As seen in Table 1, the percentage of sentences containing the GA construction from all sentences in the corpus is 4.2% for the original layer, and somewhat higher in the regularized layer, as we have more fragmentary or missing branches in the original. The higher percentage in the regularized layer may indicate that the construction is often present in a formulaic phrase that has been easy for the editors to supplement. Nonetheless, with such a small corpus, one should never take these percentages as very precise indicators. However, when we split the corpus down to different text types, one striking tendency can be seen: the corpus consists of mostly letters and petitions, and it is very clear that the petitions contain the majority—roughly 65%—of the GA constructions (see Table 5). [38] Moreover, 80% of petitions contain at least one GA construction. [39] From 278 letters, on the other hand, only 36 contain one or more GA construction. [40] It is, therefore, quite safe to say that the language in petitions—legal and formulaic but also narrative—favors the GA construction, but private letters usually avoid it.

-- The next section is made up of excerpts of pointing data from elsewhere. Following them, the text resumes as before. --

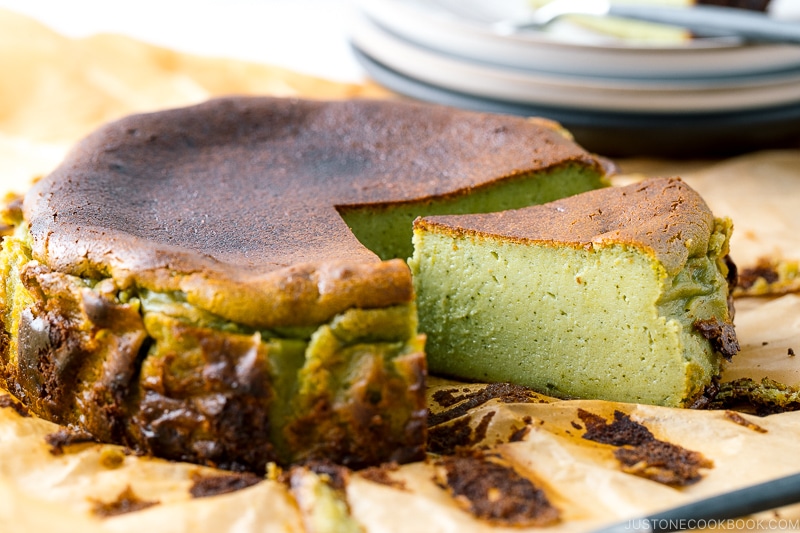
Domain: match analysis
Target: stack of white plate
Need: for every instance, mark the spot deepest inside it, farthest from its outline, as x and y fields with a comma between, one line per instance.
x=695, y=96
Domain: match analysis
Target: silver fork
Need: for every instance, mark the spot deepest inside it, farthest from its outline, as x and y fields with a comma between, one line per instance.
x=707, y=21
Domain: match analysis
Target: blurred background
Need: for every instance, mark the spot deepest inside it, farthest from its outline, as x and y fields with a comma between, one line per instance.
x=623, y=87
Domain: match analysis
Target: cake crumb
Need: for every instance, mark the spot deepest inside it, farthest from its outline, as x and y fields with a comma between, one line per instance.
x=126, y=502
x=736, y=418
x=112, y=457
x=382, y=475
x=641, y=454
x=495, y=492
x=64, y=437
x=204, y=486
x=7, y=401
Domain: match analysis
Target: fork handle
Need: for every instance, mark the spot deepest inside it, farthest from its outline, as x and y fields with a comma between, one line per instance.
x=715, y=21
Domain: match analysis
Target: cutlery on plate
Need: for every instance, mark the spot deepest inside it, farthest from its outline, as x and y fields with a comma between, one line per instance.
x=702, y=20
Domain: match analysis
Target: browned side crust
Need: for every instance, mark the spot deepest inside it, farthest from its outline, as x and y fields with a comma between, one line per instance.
x=234, y=201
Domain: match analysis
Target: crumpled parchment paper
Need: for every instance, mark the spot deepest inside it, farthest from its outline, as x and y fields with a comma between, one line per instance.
x=55, y=90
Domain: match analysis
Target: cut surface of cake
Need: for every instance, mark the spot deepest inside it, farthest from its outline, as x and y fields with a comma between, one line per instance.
x=225, y=284
x=619, y=294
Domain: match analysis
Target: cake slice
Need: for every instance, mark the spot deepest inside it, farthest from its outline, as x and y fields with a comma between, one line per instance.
x=618, y=294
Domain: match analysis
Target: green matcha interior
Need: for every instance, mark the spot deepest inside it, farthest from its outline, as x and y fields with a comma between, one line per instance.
x=605, y=322
x=307, y=386
x=386, y=230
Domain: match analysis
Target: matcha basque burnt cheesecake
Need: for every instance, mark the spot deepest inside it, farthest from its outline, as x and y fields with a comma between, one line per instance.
x=226, y=283
x=620, y=294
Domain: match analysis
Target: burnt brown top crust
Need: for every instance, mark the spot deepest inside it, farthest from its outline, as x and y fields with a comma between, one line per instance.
x=238, y=197
x=647, y=214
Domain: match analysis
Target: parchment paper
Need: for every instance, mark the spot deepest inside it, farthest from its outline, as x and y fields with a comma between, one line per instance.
x=55, y=90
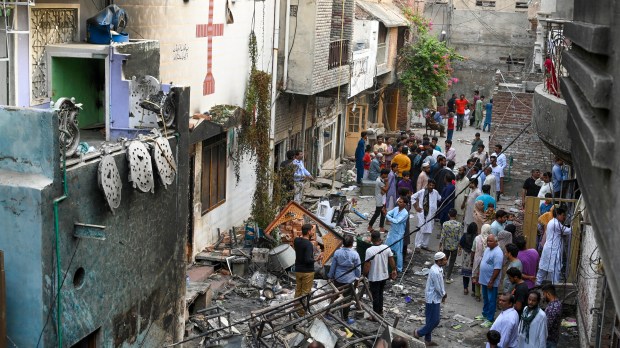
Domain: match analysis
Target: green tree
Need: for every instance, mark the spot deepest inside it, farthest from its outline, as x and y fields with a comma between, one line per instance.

One can expect that when the number of contracts rises in the corpus, they have somewhat higher numbers of the GA than the letters—at the moment we see that in texts not yet in the released corpus. [41]

Text type Text count Texts with GA (% of texts within type) GAs within type (% of GAs within corpus)
Letter 278 36 (13%) 53 (28%)
Petition (with attachments) 59 48 (81%) 123 (65%)
Contract 12 1 (8%) 1 (0.5%)
Other types 13 6 (46%) 9 (4.7%)
Text type not defined 4 1 (25%) 3 (1.6%)
Table 5. Text type and GA (PapyGreek orig)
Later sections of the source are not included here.